Thursday, July 20, 2006

Chibli Mallat - "A Lebanese initiative" (Bitterlemons-International)

This follows up a previous piece in Beirut's Daily Star by the Lebanese lawyer, political activist, and (probably quixotic) Presidential candidate Chibli Mallat which I discussed in Chibli Mallat vs. Rami Khouri on the Lebanese/Israeli crisis.
Mallat's new piece appears in Bitterlemons - International, a peace-oriented website that regularly carries paired discussions by Israeli and Arab writers. (The other website, "Palestinian-Israeli Crossfire", carries pieces by Israelis and Palestinians.) The July 20, 2006 roundtable on " Lebanon and Israel: the regional dimension" also includes an interview with Efraim Halevy (which is quite good) and a piece by Akram Baker (which is quite weak overall, and often inaccurate, but which does raise a few intriguing questions).
The main arguments from Mallat's piece are below.
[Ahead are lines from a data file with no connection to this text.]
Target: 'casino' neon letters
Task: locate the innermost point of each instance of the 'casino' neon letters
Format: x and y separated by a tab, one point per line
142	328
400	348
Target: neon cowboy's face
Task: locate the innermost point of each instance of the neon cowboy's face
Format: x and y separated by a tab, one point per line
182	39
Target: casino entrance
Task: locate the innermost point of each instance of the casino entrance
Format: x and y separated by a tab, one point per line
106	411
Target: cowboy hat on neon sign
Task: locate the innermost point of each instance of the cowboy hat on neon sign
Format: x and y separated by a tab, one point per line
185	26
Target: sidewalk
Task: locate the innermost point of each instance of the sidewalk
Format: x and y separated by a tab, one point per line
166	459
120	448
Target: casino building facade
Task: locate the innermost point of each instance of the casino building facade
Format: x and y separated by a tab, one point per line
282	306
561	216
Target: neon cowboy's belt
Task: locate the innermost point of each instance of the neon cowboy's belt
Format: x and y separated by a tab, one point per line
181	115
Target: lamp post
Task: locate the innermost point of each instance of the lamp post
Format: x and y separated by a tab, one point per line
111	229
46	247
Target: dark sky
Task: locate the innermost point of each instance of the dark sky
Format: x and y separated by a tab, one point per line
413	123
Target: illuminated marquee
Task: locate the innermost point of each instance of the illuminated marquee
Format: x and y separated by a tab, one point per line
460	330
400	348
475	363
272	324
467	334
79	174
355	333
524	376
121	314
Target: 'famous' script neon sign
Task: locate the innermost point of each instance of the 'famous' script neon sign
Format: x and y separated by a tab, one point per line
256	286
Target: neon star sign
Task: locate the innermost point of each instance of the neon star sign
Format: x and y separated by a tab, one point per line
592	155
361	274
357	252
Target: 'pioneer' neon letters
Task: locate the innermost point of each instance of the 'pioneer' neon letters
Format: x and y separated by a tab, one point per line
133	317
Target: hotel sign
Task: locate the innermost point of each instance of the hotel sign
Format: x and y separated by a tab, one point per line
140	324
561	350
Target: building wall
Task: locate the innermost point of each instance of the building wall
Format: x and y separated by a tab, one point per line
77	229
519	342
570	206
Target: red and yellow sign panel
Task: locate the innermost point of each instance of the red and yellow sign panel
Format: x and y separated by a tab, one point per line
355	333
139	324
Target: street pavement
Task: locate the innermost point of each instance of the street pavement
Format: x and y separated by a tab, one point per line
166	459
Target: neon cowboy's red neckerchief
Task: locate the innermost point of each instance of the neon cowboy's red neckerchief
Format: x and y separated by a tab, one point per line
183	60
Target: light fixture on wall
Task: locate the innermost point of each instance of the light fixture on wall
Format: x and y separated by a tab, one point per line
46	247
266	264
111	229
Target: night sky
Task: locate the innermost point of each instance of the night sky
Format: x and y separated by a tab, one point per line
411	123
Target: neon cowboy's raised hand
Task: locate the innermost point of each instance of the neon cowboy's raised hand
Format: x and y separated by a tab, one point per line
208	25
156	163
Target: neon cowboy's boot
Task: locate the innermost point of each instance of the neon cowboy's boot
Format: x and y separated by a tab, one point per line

His package of proposals makes good sense--though whether or not it has any chance of being adopted and effectively implemented is another question.

--Jeff Weintraub

P.S. For a useful (and periodically updated) collection of "Resources for Lebanese & Gaza Crises" that includes this piece by Chibli Mallat, see this Zionism and Israel Information Center website.
==================== Middle East Roundtable
July 20, 2006 (Edition 27 Volume 4)

A Lebanese initiative

By Chibli Mallat

Chibli Mallat is EU Jean Monnet Professor at Saint Joseph's University in Beirut and a Lebanese presidential candidate.

In times of world crisis, Jean Monnet teaches us to think creatively. [....]
Where would we like to see Israel, Lebanon and Palestine at the end of the crisis? And how can we stop the bloodshed as quickly and as permanently as possible?

Amidst the flurry of proposals, two logics of peace are competing. One is Lebanese-Israeli, the other is regional. While my preference is for as comprehensive a settlement as possible, a full regional solution is more difficult to work out: the more parties to the solution, the more complicated and intertwined the interests. [....]
This is not the case in a narrower Lebanese-focused arrangement. It departs from the fact that Lebanon is the most aggrieved party--both by the unilateral action of Hizballah and by the massive retaliation by Israel. This means that the Lebanese government needs to act as the sole and exclusive legal agent in any solution on behalf of Lebanon. This is also why it is up to the Lebanese government to table a Security Council resolution that is principled and workable.

With my team in Beirut and New York, we proposed a draft Security Council resolution from the very first day of the crisis on July 12. Its preamble states the unacceptability of the action that triggered the crisis in terms of both international law (violation of the blue line) and domestic law (Hizballah, a non-state party, triggering war). It reaffirms relevant Security Council resolutions, especially the need for Lebanon as a whole to decide upon war and peace, another term for the state's monopoly over violence and the government's exclusive responsibility over borders.
The operative clauses of the draft resolution are three. First is the release of the two Israeli soldiers; second, negotiations between the Israeli government and the Lebanese government through the Security Council over all outstanding issues. The ceasefire should be operational at the beginning of this second phase. A third clause would keep spoilers at bay by the Security Council threatening to name leaders locally and regionally who might prevent the implementation of the two previous clauses. This should reduce the appetite for extremist posturing.
The second clause is the most important. It means that Lebanon is back in full control of its territory, and details can be hammered out later, in a non-violent and inevitably protracted process to sort the disagreements, and they are many, including over the Lebanese citizens still held in Israel.

Since that proposal was made, the G-8 issued the first important collective statement in St Petersburg over this crisis. Its operative clauses have a four-phased plan: release of the two Israeli soldiers, end of Hizballah military action, end of Israeli military action, release of the Palestinian MPs and ministers abducted by Israel. Since that statement several key actors, including the EU and the United Nations secretary general, have proposed the deployment of international troops on the Lebanese-Israeli border, under various forms. Lebanese statesman Ghassan Tueni has advocated the revival of a clause in UN Security Council Resolution 425 that gives deterrent power to UNIFIL, which has been stationed with little effect in South Lebanon since 1978. Others advocate NATO troops. Russia and the EU have expressed readiness to send troops. More ideas will be floated in a week of intense diplomacy. [...]

Until a lasting ceasefire is at hand, the Israeli government should resist three temptations: the reoccupation of any part of Lebanon, equating the Hizballah leadership with al-Qaeda and invoking a policy of assassinations that is by nature irreversible, and the punishment of the whole of Lebanon for an action that a small faction has brought upon a largely reluctant population and government. For my part, I have never taken comfort in the killing of Israelis.

I have no illusion about the difficulty of the diplomatic solution, but a Jean Monnet spirit needs to prevail: realistic, comprehensive, statesmanlike and pacifist.